TOPIKterkini.com – KENDARI | Ketua DPC PDI Perjuangan Kota Kendari H.Ishak Ismail SH tanggapi santai pernyataan salah satu pengurus DPD PDI Perjuangan Sultra (Agusana) bahwa dirinya mundur dari pencalonan Walikota Kendari.
Melalui telpon langsg dari Jakarta Anak lorong ini menegaskan bahwa dirinya belum mundur, kita masih mengkalkulasi seperti apa potensi arah Koalisi Pilwali kota Kendari yang sangat dinamis. Sebagaimana yang kawan-kawan ketahui untuk memenuhi syarat pencalonan minimal 20% kursi (7 kursi) sehingga kami pasti akan memilih koalisi yang punya potensi menang, dan sampai saat ini penjajakan koalisi masih terus kami mantapkan, Karena sampai saat ini dari semua calon belum ada yang pasti berkoalisi dan berpasangan dengan siapa karena masih rawan bongkar pasang calon maupun koalisi.

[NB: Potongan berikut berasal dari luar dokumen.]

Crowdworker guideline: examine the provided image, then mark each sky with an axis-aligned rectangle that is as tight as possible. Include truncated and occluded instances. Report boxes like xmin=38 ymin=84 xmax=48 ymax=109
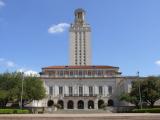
xmin=0 ymin=0 xmax=160 ymax=76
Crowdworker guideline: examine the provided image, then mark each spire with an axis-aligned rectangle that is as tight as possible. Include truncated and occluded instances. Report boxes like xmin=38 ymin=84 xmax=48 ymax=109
xmin=74 ymin=8 xmax=86 ymax=24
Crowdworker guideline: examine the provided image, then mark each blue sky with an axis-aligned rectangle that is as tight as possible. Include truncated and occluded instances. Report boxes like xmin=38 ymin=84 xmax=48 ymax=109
xmin=0 ymin=0 xmax=160 ymax=76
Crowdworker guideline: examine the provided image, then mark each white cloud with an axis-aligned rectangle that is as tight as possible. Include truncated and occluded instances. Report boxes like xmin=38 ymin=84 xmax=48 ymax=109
xmin=48 ymin=23 xmax=70 ymax=34
xmin=0 ymin=58 xmax=16 ymax=67
xmin=155 ymin=60 xmax=160 ymax=66
xmin=17 ymin=68 xmax=40 ymax=77
xmin=0 ymin=0 xmax=5 ymax=8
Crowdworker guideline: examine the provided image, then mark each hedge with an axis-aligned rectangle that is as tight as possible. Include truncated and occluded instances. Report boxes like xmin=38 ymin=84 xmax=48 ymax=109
xmin=132 ymin=108 xmax=160 ymax=113
xmin=0 ymin=109 xmax=29 ymax=114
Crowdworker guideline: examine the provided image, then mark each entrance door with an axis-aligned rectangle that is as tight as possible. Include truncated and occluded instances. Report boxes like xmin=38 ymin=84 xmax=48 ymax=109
xmin=78 ymin=100 xmax=84 ymax=109
xmin=67 ymin=100 xmax=74 ymax=109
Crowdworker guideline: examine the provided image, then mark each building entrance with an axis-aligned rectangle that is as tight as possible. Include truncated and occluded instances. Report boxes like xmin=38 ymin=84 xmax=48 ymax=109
xmin=78 ymin=100 xmax=84 ymax=109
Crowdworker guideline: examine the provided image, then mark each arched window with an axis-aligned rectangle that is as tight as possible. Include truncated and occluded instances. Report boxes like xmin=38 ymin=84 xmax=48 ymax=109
xmin=88 ymin=100 xmax=94 ymax=109
xmin=67 ymin=100 xmax=74 ymax=109
xmin=98 ymin=100 xmax=104 ymax=109
xmin=77 ymin=100 xmax=84 ymax=109
xmin=47 ymin=100 xmax=54 ymax=107
xmin=57 ymin=100 xmax=64 ymax=109
xmin=108 ymin=99 xmax=114 ymax=106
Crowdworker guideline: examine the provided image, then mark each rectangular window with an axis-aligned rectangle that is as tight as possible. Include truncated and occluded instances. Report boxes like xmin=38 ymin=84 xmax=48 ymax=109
xmin=59 ymin=86 xmax=63 ymax=95
xmin=79 ymin=86 xmax=83 ymax=96
xmin=99 ymin=86 xmax=103 ymax=95
xmin=49 ymin=86 xmax=53 ymax=95
xmin=89 ymin=86 xmax=93 ymax=96
xmin=69 ymin=86 xmax=73 ymax=96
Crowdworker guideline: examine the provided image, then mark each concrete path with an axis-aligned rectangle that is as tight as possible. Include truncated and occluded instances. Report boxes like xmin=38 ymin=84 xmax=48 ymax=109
xmin=0 ymin=113 xmax=160 ymax=120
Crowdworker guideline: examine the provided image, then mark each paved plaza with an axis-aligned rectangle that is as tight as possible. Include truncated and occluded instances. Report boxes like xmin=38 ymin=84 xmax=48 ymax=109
xmin=0 ymin=113 xmax=160 ymax=120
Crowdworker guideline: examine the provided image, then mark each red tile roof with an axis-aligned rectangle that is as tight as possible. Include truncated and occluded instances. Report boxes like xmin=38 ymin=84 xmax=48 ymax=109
xmin=42 ymin=65 xmax=119 ymax=69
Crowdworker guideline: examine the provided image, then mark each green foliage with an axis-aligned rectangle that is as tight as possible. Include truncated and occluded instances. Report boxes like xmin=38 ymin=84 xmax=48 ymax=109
xmin=141 ymin=77 xmax=160 ymax=107
xmin=0 ymin=109 xmax=29 ymax=114
xmin=119 ymin=77 xmax=160 ymax=108
xmin=132 ymin=108 xmax=160 ymax=113
xmin=0 ymin=72 xmax=45 ymax=108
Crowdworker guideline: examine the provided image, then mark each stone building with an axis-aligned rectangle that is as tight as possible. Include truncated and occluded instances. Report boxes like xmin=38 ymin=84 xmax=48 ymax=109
xmin=33 ymin=9 xmax=136 ymax=110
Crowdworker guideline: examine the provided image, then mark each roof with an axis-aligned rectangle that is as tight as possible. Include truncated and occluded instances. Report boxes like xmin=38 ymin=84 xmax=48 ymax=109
xmin=42 ymin=65 xmax=119 ymax=69
xmin=74 ymin=8 xmax=85 ymax=14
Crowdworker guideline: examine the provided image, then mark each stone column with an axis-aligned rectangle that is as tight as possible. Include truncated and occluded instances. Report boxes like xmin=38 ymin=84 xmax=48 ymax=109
xmin=94 ymin=99 xmax=98 ymax=110
xmin=84 ymin=100 xmax=88 ymax=110
xmin=63 ymin=100 xmax=67 ymax=110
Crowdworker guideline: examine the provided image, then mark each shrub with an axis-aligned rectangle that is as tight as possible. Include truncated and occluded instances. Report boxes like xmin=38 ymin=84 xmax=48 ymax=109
xmin=0 ymin=109 xmax=29 ymax=114
xmin=132 ymin=108 xmax=160 ymax=113
xmin=16 ymin=109 xmax=29 ymax=114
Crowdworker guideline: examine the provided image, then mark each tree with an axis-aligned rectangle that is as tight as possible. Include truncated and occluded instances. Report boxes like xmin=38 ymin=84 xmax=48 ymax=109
xmin=0 ymin=72 xmax=45 ymax=107
xmin=23 ymin=76 xmax=45 ymax=104
xmin=120 ymin=77 xmax=160 ymax=108
xmin=141 ymin=76 xmax=160 ymax=107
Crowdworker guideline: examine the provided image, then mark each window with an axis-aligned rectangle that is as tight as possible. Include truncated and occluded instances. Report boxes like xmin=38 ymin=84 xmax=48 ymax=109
xmin=69 ymin=86 xmax=73 ymax=96
xmin=108 ymin=86 xmax=112 ymax=95
xmin=59 ymin=86 xmax=63 ymax=95
xmin=89 ymin=86 xmax=93 ymax=96
xmin=49 ymin=86 xmax=53 ymax=95
xmin=79 ymin=86 xmax=83 ymax=96
xmin=60 ymin=71 xmax=63 ymax=76
xmin=99 ymin=86 xmax=103 ymax=95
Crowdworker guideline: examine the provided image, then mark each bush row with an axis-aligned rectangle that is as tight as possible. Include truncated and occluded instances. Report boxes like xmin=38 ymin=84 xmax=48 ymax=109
xmin=132 ymin=108 xmax=160 ymax=113
xmin=0 ymin=109 xmax=29 ymax=114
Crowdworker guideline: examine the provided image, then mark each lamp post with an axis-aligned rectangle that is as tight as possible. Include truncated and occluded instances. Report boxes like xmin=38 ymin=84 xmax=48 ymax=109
xmin=137 ymin=71 xmax=142 ymax=109
xmin=20 ymin=73 xmax=24 ymax=109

Kami juga di PDI Perjuangan memiliki opsi-oosi lain, sehingga kalau pun saya tidak maju nantinya saya rasionalkan lebih karena kepentingan Partai dan diskusinya sudah sampai ke DPP, seingat saya lebih kurang 2 Minggu lalu saya di panggil ke DPP disitu ada pengurus DPP ibu Wiryanti Sukamdani, kemudian ketua DPD pak Lukman Abunawas dan saya sendiri,
kongkritnya jika lambat dalam mengambil keputusan PDI Perjuangan kota Kendari rawan tidak dapat koalisi, nah dalam situasi itu saya tentu harus lebih bijak dalam mengambil langkah-langkah strategis sebagaimana saran Ketua DPD PDI Perjuangan Sultra pak Lukman Abunawas.
Kemudian Koalisi Insha ALLAH untuk semntara PDI Perjuangan bersama partai Gerindra dan kami pun Welcome untuk partai-partai lain. Soal simulasi pasangan kami lagi mantapkan dan pasti kader tulen, bukan kader yang ideologix warna-Warni.
Selain itu H.Ishak Ismail.SH mengaris bawahi dinamika politik Kota Kendari harus di lihat lebih utuh untuk kepentingan masyarakat, sehingga bagi saya kekuasaan itu adalah amanah yang harus di jalankan dengan benar
“Pilwali Kota Kendari kita jadikan ajang untuk memilih Walikota dan Wakil Walikota yang memiliki akses keselarasan dengan pemerintah pusat agar kota kita ini lebih maju dan moderen selain sebagai kota jasa juga sebagai kota investasi,” tutur H. Ishak Ismail, SH. (Red).